Documentation/bup-split.md

   1 % bup-split(1) Bup %BUP_VERSION%
   2 % Avery Pennarun <apenwarr@gmail.com>
   3 % %BUP_DATE%
   4
   5 # NAME
   6
   7 bup-split - save individual files to bup backup sets
   8
   9 # SYNOPSIS
  10
  11 bup split [-r *host*:*path*] <-b|-t|-c|-n *name*> [-v] [-q]
  12   [--bench] [--max-pack-size=*bytes*]
  13   [--max-pack-objects=*n*] [--fanout=*count]
  14   [--git-ids] [--keep-boundaries] [filenames...]
  15
  16 # DESCRIPTION
  17
  18 `bup split` concatenates the contents of the given files
  19 (or if no filenames are given, reads from stdin), splits
  20 the content into chunks of around 8k using a rolling
  21 checksum algorithm, and saves the chunks into a bup
  22 repository.  Chunks which have previously been stored are
  23 not stored again (ie. they are "deduplicated").
  24
  25 Because of the way the rolling checksum works, chunks
  26 tend to be very stable across changes to a given file,
  27 including adding, deleting, and changing bytes.
  28
  29 For example, if you use `bup split` to back up an XML dump
  30 of a database, and the XML file changes slightly from one
  31 run to the next, nearly all the data will still be
  32 deduplicated and the size of each backup after the first
  33 will typically be quite small.
  34
  35 Another technique is to pipe the output of the `tar`(1) or
  36 `cpio`(1) programs to `bup split`.  When individual files
  37 in the tarball change slightly or are added or removed, bup
  38 still processes the remainder of the tarball efficiently.

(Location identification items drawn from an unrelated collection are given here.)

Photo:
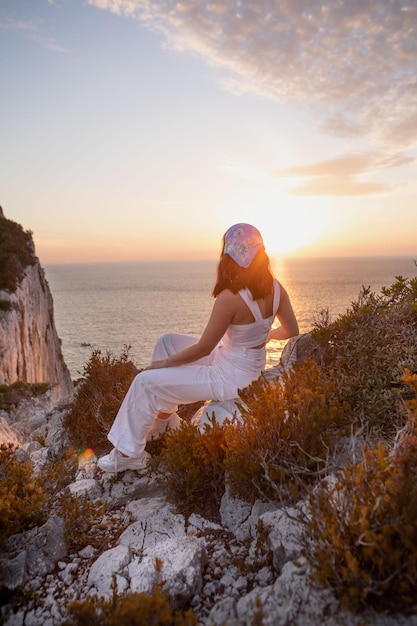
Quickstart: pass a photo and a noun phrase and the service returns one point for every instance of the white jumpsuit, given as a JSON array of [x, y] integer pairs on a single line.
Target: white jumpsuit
[[232, 365]]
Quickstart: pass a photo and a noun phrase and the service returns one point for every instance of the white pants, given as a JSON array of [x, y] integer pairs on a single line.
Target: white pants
[[218, 376]]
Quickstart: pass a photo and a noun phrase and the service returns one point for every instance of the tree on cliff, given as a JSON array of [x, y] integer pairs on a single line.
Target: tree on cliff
[[17, 251]]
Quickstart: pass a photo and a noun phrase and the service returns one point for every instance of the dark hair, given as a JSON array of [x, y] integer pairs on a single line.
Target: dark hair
[[257, 277]]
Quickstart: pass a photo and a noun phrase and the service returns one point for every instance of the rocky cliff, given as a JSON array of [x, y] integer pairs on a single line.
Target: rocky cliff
[[30, 350]]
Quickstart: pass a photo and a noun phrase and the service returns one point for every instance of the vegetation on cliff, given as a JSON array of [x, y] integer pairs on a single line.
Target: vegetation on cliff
[[16, 252], [337, 431]]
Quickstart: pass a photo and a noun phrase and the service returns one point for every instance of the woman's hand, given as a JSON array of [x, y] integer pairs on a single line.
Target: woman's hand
[[155, 365]]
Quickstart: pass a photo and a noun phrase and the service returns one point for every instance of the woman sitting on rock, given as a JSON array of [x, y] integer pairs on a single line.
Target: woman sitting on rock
[[229, 355]]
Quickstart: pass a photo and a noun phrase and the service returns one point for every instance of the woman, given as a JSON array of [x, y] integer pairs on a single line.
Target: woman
[[229, 355]]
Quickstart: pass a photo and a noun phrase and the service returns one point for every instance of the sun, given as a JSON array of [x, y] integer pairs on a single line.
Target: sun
[[288, 224]]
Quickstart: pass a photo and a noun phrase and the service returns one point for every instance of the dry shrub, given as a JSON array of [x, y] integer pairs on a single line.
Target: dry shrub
[[368, 348], [21, 495], [133, 609], [105, 382], [190, 468], [361, 531], [285, 438]]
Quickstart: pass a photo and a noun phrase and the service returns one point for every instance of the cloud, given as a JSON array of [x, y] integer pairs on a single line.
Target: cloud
[[353, 61], [343, 175]]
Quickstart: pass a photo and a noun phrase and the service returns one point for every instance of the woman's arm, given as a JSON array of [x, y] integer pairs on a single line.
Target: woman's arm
[[287, 319], [221, 316]]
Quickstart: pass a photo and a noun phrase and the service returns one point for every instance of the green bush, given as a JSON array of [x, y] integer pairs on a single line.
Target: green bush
[[105, 382], [367, 349], [360, 530], [285, 439]]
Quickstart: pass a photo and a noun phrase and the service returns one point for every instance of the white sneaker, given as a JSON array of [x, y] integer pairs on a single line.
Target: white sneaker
[[160, 425], [116, 462]]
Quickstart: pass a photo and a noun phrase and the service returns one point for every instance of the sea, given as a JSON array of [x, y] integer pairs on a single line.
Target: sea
[[114, 306]]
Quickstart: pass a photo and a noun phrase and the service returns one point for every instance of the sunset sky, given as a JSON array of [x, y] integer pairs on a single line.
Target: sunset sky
[[141, 129]]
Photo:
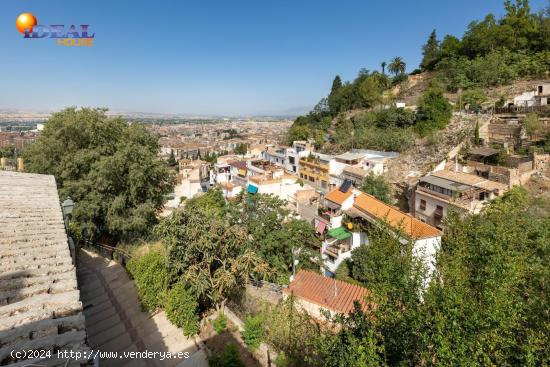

  39 (Note that `bup save` is usually a more efficient way to
  40 accomplish this, however.)
  41
  42 To get the data back, use `bup-join`(1).
  43
  44 # OPTIONS
  45
  46 -r, --remote=*host*:*path*
  47 :   save the backup set to the given remote server.  If
  48     *path* is omitted, uses the default path on the remote
  49     server (you still need to include the ':')
  50
  51 -b, --blobs
  52 :   output a series of git blob ids that correspond to the
  53     chunks in the dataset.
  54
  55 -t, --tree
  56 :   output the git tree id of the resulting dataset.
  57
  58 -c, --commit
  59 :   output the git commit id of the resulting dataset.
  60
  61 -n, --name=*name*
  62 :   after creating the dataset, create a git branch
  63     named *name* so that it can be accessed using
  64     that name.  If *name* already exists, the new dataset
  65     will be considered a descendant of the old *name*.
  66     (Thus, you can continually create new datasets with
  67     the same name, and later view the history of that
  68     dataset to see how it has changed over time.)
  69
  70 -q, --quiet
  71 :   disable progress messages.
  72
  73 -v, --verbose
  74 :   increase verbosity (can be used more than once).
  75
  76 --git-ids
  77 :   stdin is a list of git object ids instead of raw data.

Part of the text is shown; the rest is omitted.